Dans un de mes textes pour mon cours en économie on utilise le verbe "prévoir", suit par infinitif sans une préposition.
"La quantité offerte est la quantité de biens et de services que les producteurs* prévoient vendre *à un prix déterminé et dans une période donnée. Est-ce que c'est une erreur?


----------



## Nicomon

Salut SnaziJ.

À mon avis, non, ce n'est pas une erreur.   Du moins, pas au Canada.
Tu peux relire la citation de la BDL (avec lien vers la page) au post 5.

J'ajoute celle-ci, extraite de *Termium* : 





> * Prévoir + de + infinitif*
> Avec l’infinitif, *prévoir* se fait suivre en principe de la préposition *de* : _J’ai prévu de partir vers trois heures._ Certains ouvrages considèrent cette construction comme vieillie, d’autres l’estiment tout à fait correcte.
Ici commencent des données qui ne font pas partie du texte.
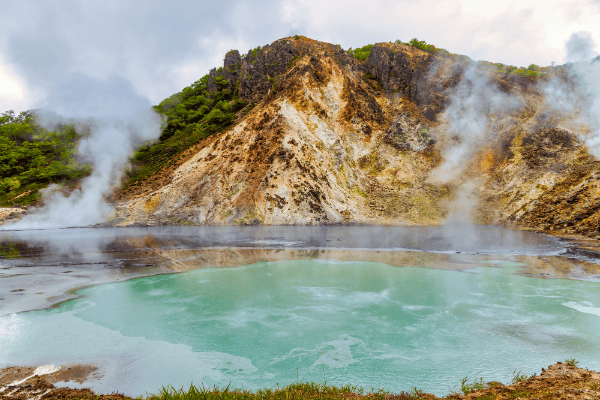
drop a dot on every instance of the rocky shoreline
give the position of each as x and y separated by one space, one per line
558 381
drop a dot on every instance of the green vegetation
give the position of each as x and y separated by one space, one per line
531 70
572 362
32 157
294 391
191 115
518 377
361 53
467 387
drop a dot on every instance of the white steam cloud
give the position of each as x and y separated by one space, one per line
472 107
119 121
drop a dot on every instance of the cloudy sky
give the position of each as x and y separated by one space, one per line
69 54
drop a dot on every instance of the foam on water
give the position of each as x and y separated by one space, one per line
584 307
360 323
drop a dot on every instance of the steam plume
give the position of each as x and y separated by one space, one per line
118 120
468 118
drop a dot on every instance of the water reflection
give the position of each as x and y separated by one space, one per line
40 267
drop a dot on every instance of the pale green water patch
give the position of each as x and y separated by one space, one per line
357 323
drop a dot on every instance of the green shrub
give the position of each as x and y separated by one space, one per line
32 157
467 387
191 115
572 362
362 53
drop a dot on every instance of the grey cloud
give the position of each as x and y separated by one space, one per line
142 41
82 96
580 47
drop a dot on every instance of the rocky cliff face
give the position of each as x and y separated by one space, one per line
333 140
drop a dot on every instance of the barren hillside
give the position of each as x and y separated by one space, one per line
328 139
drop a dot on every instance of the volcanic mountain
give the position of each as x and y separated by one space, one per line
327 138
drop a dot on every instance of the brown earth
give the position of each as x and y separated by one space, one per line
332 140
557 382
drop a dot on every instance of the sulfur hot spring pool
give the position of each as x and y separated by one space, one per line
315 317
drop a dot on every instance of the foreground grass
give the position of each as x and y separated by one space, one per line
308 390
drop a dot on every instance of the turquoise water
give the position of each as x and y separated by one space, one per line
357 323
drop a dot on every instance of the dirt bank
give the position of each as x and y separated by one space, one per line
558 381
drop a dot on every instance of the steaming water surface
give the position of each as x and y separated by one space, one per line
310 319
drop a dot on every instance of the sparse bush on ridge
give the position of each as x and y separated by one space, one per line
191 115
361 53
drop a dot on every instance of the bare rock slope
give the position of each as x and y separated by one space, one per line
332 140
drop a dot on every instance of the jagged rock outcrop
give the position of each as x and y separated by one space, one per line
331 139
406 134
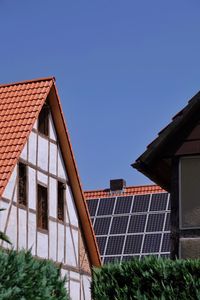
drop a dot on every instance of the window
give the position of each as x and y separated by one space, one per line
189 192
42 208
61 190
22 197
43 120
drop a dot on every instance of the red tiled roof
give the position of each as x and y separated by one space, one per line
131 190
20 104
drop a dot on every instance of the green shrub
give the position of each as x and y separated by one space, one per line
23 277
149 278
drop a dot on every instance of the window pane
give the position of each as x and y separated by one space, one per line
60 211
189 192
43 120
22 199
42 214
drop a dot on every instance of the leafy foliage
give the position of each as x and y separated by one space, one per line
23 277
149 278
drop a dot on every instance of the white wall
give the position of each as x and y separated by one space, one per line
60 243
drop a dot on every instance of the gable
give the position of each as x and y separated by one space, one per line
26 99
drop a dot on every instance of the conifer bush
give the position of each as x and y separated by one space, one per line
149 278
23 277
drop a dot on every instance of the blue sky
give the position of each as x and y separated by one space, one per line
123 69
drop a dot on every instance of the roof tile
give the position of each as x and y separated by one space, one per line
131 190
19 105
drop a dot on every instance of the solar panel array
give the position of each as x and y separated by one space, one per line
127 226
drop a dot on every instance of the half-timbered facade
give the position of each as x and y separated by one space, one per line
39 184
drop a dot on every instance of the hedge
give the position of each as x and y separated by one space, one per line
23 277
149 278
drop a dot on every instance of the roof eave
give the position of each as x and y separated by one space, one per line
171 135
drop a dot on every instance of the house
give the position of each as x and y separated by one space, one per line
172 160
130 221
39 183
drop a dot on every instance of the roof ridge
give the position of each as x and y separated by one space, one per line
28 81
127 187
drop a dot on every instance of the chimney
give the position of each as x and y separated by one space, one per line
117 185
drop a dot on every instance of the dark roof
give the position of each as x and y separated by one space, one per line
156 161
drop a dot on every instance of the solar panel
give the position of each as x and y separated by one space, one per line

Dans l’usage canadien, *prévoir* est souvent suivi directement de l’infinitif, sans préposition.


 Et celle-ci, extraite d'Antidote : 





> Prévoir de (+ infinitif) : Je prévois d’arriver après-demain.
> Prévoir (+ infinitif) : QUÉBEC – Je prévois arriver après-demain.


 Comme je vois Canada dans ton profil,  je ne suis pas étonnée de lire _prévoient vendre_.
L'auteur aurait pu dire aussi :_ comptent vendre_. 

Il est *très* clair que Maître Capello, qui a mis un n'est pas du tout du même avis.  Mais ici, personne ne va te regarder de travers si tu n'ajoutes pas ce « de ».
Pas plus si tu l'ajoutes, d'ailleurs.    On est plus flexibles.


----------